The blade shapes corresponding to the objective extrapolation blade load were obtained by the trained SOGPR and MOGPR models, respectively. We can see in Figure 10 that the extrapolation blade shape calculated by the MOGPR model almost approaches its objective blade shape, and the blade shape is smoother and continuous for the correlation between the blade shape parameters that is taken into account by the correlation matrix. Some elements of the learned correlation matrix Kc are shown in equation (11). It can be seen that the correlation matrix is a symmetric matrix, and the farther the elements are from the principal diagonal, the smaller the element values are, which reveals that the correlation between any output parameters of blade shape decreases gradually with the increase of their distance. As shown in Figure 11, however, the extrapolation blade shape acquired by the SOGPR model is messy in the middle section of the blade because the 20 parameters for blade shape were calculated by the 20 SOGPR models individually and the correlation information between the blade shape parameters is ignored.
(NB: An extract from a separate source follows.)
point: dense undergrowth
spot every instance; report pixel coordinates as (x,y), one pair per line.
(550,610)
Consequently, the MOGPR inverse problem model has better extrapolation characteristic than the SOGPR inverse problem model. The correlation matrix can restrict the relationship between blade shape parameters so that the blade shape characteristic is formulated more exactly. In addition, comparing Figures 7 and 10, we can find that the inverse problem of extrapolation blade has higher uncertainty than that of interpolation blade.

5. Conclusions

(1)The Gaussian process regression method was introduced to the inverse problem of centrifugal pump blade. The complicated inverse problem was converted into the problem of getting the posterior distribution from the known prior distribution based on the Bayesian theorem in the background of machine learning. Both of the inverse problem models for pump blade design have good interpolation characteristics.(2)The LOO cross-validation was carried out, respectively, on both models, and the results were compared and analyzed. The blade shapes within the sample space can be achieved exactly and efficiently by both of the SOGPR and MOGPR inverse problem models according to the given objective blade load distributions. Both inverse problem models are robust to calculate the inverse problem of pump blade. The RMSE values of the MOGPR inverse problem model are generally lower than those of the SOGPR inverse problem model. The research shows that the accuracy of the MOGPR inverse problem model to calculate the inverse problem of pump blade is better than that of the SOGPR inverse problem model.(3)The extrapolation characteristics of both models were tested and compared. The extrapolation blade obtained by the MOGPR inverse problem model almost approaches its objective blade shape, and the blade shape is continuous and smoother. However, the extrapolation blade shape acquired by the SOGPR inverse problem model is messy, which is unable to achieve the inverse design. Since the outputs are considered dependent on each other in the MOGPR inverse problem model, the correlation between the outputs is adequately learned by the kernel function matrix. The extrapolation characteristic of the MOGPR inverse problem model is much better than that of the SOGPR inverse problem model. In addition, the accuracy of the proposed inverse methods for the interpolation blade is higher than that for the extrapolation blade.

Data Availability

The data used to support the findings of this study are available from the corresponding author upon request.

Conflicts of Interest

The authors declare that they have no conflicts of interest.

Acknowledgments

This research was funded by the National Key Research and Development Program of China (grant no. 2016YFB0200901), National Natural Science Foundation of China (grant no. 51979135), and Longyuan Young Innovative Talents Program.